Woodville residents riled by party costs
Plans to celebrate Woodville's street upgrade have left some residents aggrieved at the "inappropriate" spending of ratepayer money.
The estimated $3500 picnic in the park is being run by the Woodville District Vision community committee to celebrate the town's spruce-up.
Woodville residents Ivan Johanson and Ian Bailey wrote to the council last month to voice their displeasure about the spending.
Speaking to the Manawatu Standard yesterday, Mr Johanson, who owns three houses in the town and runs a coffee cart, said the event was narcissistic.
"The street's up, it's looking nice and everyone has the benefit of it . . . but this is just a pat-me-on-the-back party for people.
"I have no objection to reasonably used money for services, but where does this fit into it all?"
He questioned why ratepayers from further afield should have to fork out for a gathering in Woodville they were unlikely to attend.
As the district's vice-president of Grey Power, he said he knew many people who were struggling to make ends meet, and if the council could put money towards celebratory events there should be a drop in rates instead.
"There's a lot people around struggling at the moment, kids going to school hungry, so something like this just doesn't make sense for me."
Woodville District Vision first touted a "town upgrade party" to celebrate the town's new look last year, but chairwoman Robin Winter said the event had been turned into a picnic in the park and would be held in Fountain Square on March 2.
Although the impetus for the event was sparked by the recent work, the celebrations were about fostering community cohesion, she said.
"Now we've got such a good-looking town . . . it's a way for the community to get to know each other at a social, informal event."
The committee received a $2000 grant from the Tararua District Council to help put on the event and the remaining $1500 budget came from its own sources.
"Anyone who doesn't think it's a good idea to spend the money should come along and see what we've spent it on," Ms Winter said.

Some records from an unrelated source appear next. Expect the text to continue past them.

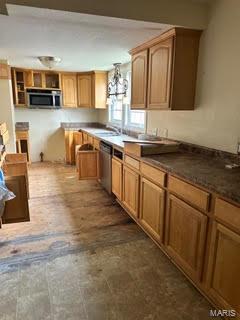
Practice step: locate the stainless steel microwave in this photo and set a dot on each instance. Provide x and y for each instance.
(44, 99)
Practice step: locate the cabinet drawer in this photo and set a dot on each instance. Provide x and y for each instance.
(96, 143)
(192, 194)
(228, 213)
(154, 174)
(22, 135)
(132, 162)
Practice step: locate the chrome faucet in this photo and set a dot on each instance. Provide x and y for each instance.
(115, 129)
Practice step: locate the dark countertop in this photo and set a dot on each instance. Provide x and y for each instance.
(116, 141)
(79, 125)
(206, 171)
(22, 126)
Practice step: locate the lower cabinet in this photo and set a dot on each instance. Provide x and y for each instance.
(152, 200)
(186, 236)
(130, 196)
(16, 210)
(224, 267)
(88, 164)
(117, 178)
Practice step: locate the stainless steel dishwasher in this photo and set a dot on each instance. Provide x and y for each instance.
(106, 166)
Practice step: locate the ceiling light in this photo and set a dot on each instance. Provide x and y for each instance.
(117, 86)
(49, 62)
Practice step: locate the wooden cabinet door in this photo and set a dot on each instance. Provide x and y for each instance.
(88, 164)
(117, 178)
(85, 94)
(159, 78)
(139, 80)
(130, 196)
(77, 138)
(224, 266)
(16, 210)
(152, 208)
(186, 236)
(69, 89)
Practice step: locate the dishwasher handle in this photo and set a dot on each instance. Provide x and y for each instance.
(105, 147)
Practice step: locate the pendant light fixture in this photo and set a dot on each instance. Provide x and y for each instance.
(117, 86)
(49, 62)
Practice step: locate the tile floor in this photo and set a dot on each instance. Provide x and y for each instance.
(82, 258)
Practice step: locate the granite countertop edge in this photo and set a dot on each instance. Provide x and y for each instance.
(228, 195)
(200, 181)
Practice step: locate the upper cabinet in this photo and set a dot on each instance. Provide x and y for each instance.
(139, 79)
(164, 71)
(92, 89)
(85, 90)
(69, 87)
(159, 77)
(23, 79)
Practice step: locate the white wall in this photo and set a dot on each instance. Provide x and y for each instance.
(215, 122)
(6, 110)
(45, 132)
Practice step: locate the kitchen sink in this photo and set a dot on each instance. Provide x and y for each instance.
(108, 134)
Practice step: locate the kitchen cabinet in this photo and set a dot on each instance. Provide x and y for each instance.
(88, 164)
(18, 87)
(92, 89)
(160, 67)
(130, 195)
(85, 90)
(22, 143)
(185, 236)
(117, 178)
(16, 210)
(171, 70)
(77, 138)
(224, 266)
(69, 90)
(139, 79)
(152, 200)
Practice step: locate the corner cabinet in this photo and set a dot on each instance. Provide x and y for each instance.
(85, 90)
(139, 80)
(92, 90)
(69, 88)
(159, 78)
(164, 71)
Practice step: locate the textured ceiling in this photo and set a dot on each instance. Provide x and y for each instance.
(84, 42)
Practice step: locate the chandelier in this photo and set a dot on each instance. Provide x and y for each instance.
(49, 62)
(117, 86)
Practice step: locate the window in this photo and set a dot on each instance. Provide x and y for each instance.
(120, 114)
(115, 111)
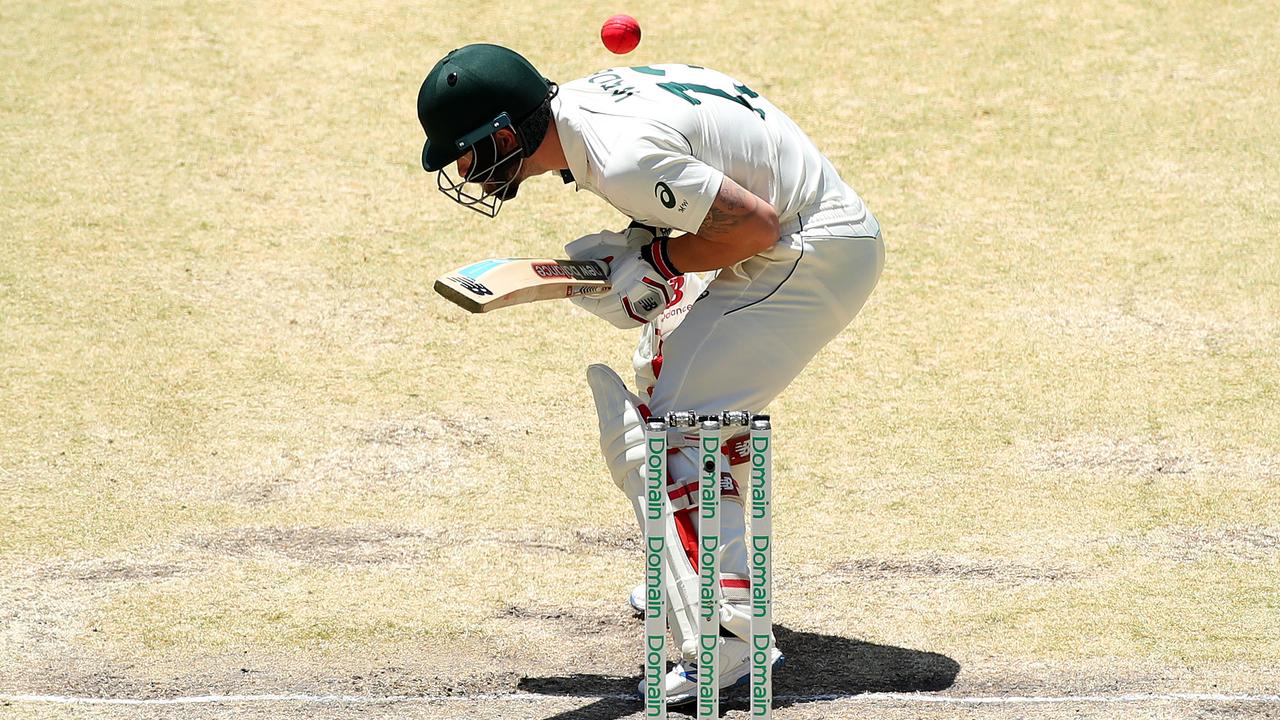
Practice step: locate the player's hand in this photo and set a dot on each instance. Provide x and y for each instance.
(603, 245)
(616, 249)
(639, 288)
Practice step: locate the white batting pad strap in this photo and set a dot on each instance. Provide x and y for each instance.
(621, 423)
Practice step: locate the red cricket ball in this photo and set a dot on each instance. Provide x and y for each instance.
(621, 33)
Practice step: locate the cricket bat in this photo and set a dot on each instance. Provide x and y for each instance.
(502, 282)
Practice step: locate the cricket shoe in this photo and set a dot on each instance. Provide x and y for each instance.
(681, 682)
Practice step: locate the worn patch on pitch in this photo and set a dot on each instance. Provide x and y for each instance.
(1144, 456)
(941, 566)
(1171, 328)
(356, 545)
(424, 455)
(1194, 543)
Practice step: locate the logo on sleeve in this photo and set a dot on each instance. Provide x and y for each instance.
(667, 197)
(664, 195)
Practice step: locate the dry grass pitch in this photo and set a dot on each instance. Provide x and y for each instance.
(246, 450)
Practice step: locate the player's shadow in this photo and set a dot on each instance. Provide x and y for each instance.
(816, 665)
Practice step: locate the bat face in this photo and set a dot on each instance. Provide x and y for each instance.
(502, 282)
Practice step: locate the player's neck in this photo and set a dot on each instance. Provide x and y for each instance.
(549, 155)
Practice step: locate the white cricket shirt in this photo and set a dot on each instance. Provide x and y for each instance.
(654, 141)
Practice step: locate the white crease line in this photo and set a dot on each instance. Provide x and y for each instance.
(534, 697)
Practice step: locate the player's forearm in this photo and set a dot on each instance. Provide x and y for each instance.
(737, 226)
(694, 253)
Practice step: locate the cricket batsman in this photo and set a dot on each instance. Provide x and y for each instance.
(746, 254)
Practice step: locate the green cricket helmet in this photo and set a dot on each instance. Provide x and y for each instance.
(471, 94)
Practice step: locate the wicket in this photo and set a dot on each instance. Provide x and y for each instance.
(759, 551)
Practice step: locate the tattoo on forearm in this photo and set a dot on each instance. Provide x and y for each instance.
(732, 204)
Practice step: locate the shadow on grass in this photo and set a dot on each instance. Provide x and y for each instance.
(816, 665)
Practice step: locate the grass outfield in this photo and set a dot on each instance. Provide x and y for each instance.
(245, 447)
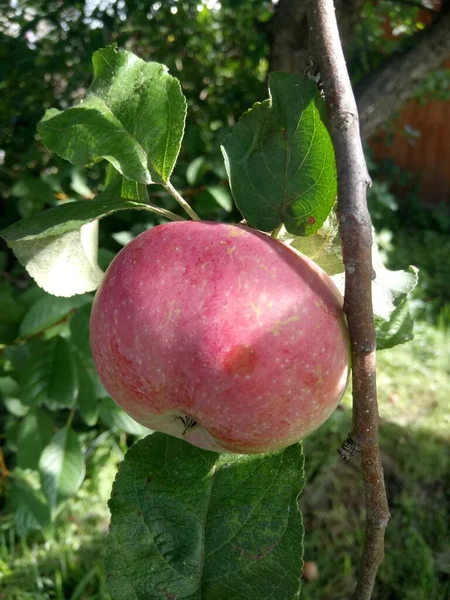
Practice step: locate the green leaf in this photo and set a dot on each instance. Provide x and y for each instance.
(62, 467)
(11, 312)
(87, 398)
(58, 246)
(280, 159)
(133, 116)
(50, 375)
(31, 508)
(390, 289)
(50, 310)
(196, 169)
(117, 419)
(222, 196)
(323, 247)
(398, 330)
(9, 395)
(34, 434)
(79, 331)
(188, 523)
(69, 217)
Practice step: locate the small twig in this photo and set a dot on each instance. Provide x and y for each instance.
(181, 201)
(356, 234)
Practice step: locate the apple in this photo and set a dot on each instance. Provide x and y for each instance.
(220, 335)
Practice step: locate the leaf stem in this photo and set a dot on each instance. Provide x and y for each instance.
(167, 214)
(70, 417)
(181, 201)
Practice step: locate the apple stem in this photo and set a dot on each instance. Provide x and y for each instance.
(181, 201)
(355, 228)
(276, 232)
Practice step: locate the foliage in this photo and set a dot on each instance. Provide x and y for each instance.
(57, 372)
(53, 430)
(415, 232)
(414, 384)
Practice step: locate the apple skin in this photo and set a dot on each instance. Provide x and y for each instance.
(224, 326)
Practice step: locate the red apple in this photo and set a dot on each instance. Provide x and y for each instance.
(220, 335)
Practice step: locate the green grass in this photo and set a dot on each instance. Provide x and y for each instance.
(414, 392)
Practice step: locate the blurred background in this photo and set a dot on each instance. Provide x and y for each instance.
(53, 409)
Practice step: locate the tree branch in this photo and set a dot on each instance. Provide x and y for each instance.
(356, 234)
(384, 90)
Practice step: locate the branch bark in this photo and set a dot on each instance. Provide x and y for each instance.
(384, 90)
(288, 33)
(356, 234)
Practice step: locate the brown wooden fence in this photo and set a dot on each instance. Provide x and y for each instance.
(421, 145)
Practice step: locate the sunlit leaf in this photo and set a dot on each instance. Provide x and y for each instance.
(62, 467)
(133, 116)
(188, 523)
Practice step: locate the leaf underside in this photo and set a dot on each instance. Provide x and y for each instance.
(192, 524)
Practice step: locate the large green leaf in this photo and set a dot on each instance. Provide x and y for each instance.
(50, 310)
(280, 159)
(32, 511)
(34, 434)
(191, 524)
(62, 467)
(70, 216)
(58, 246)
(133, 116)
(50, 375)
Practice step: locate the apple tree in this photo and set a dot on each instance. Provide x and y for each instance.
(214, 519)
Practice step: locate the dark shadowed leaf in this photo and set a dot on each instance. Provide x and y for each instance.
(32, 510)
(50, 375)
(323, 247)
(49, 310)
(34, 434)
(393, 322)
(61, 467)
(133, 116)
(79, 330)
(205, 525)
(87, 398)
(117, 419)
(280, 159)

Councillor Peter Johns said the event was needed after the negative effect the Manawatu Gorge road closure had on the town.
"It's to help regenerate a sense of community in Woodville and get people mixing and mingling together."

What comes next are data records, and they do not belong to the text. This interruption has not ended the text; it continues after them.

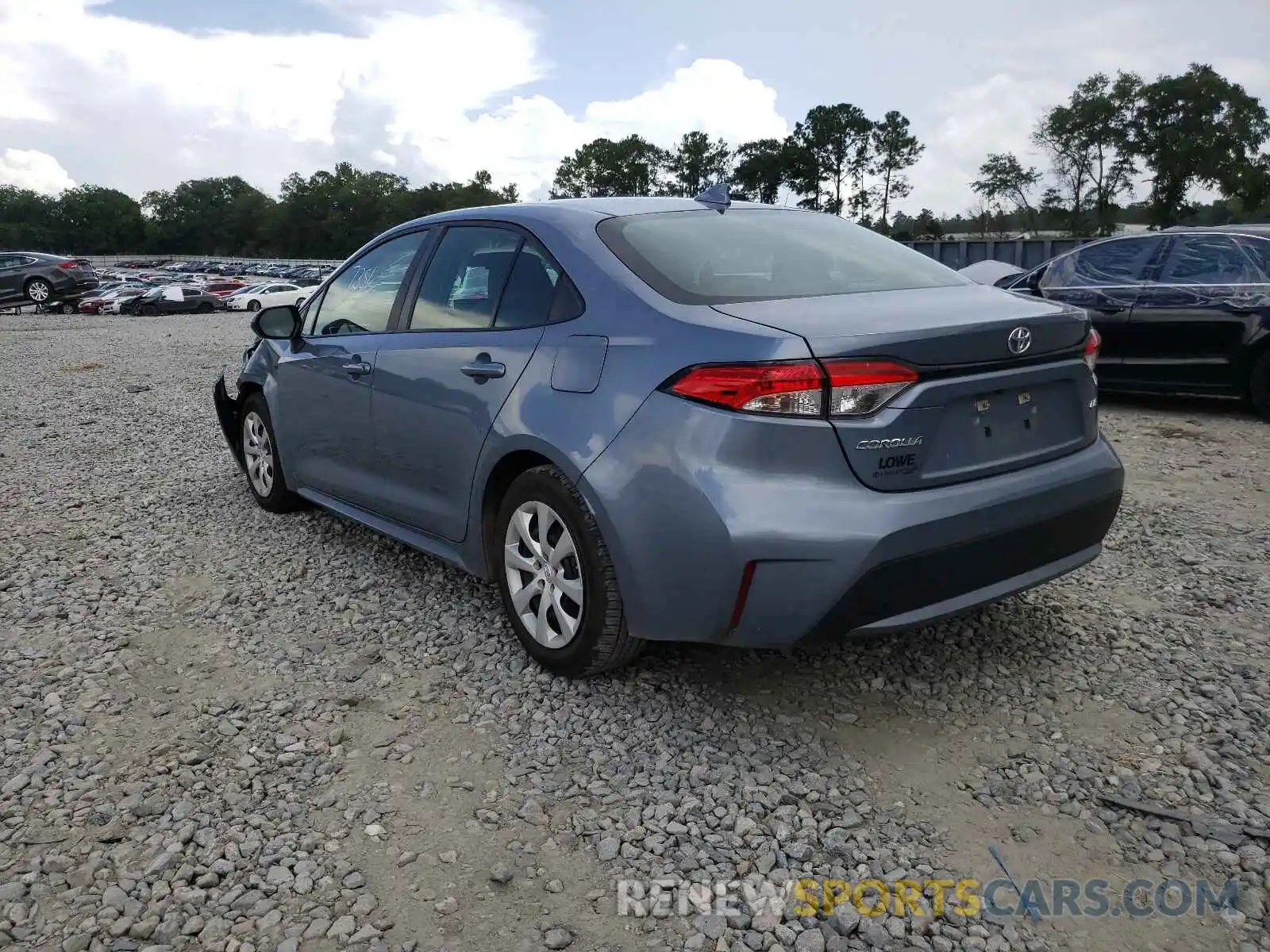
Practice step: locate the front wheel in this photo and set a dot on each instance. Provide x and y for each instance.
(260, 460)
(1259, 385)
(556, 579)
(38, 291)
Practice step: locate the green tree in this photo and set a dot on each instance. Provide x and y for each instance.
(27, 220)
(206, 216)
(1198, 129)
(695, 164)
(762, 168)
(1005, 183)
(1087, 143)
(93, 220)
(829, 156)
(895, 152)
(603, 168)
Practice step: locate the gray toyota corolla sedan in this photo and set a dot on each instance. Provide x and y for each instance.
(695, 420)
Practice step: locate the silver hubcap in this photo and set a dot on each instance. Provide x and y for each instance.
(544, 574)
(258, 454)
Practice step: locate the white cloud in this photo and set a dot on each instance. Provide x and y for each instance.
(35, 171)
(264, 106)
(1035, 69)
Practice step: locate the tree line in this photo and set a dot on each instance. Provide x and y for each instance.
(1110, 139)
(325, 216)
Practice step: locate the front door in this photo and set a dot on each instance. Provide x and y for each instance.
(1191, 324)
(321, 404)
(442, 380)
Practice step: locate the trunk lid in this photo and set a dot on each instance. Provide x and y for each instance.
(978, 409)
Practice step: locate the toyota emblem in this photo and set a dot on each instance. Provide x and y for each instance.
(1019, 340)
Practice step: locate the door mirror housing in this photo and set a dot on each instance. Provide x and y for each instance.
(277, 323)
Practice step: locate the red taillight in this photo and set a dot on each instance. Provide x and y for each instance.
(799, 389)
(795, 389)
(861, 387)
(1092, 344)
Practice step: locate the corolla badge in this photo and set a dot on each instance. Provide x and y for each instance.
(1019, 340)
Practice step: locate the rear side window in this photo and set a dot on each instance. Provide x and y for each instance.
(465, 278)
(1103, 264)
(1210, 259)
(751, 254)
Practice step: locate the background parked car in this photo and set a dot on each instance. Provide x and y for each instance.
(173, 300)
(1185, 310)
(29, 277)
(272, 295)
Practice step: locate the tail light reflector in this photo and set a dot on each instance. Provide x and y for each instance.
(863, 387)
(1092, 346)
(798, 387)
(787, 389)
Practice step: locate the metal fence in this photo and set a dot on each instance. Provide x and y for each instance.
(1024, 253)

The disgruntled community members complaining were a minority and not to be worried about, he said.
"A couple thousand dollars is a very small amount to be spent to achieve that end, and frankly I'm very disappointed at the negative people in the community who have one-dimensional thinking."
More than $1.5 million was spent revamping the Tararua town's main street.
This included new pavements, matching street furniture, redesigned gardens and landscaping work, improved parking facilities, pedestrian crossings and special red boulders brought in from a farmer's property in the Ruahine Range, among other fix-ups.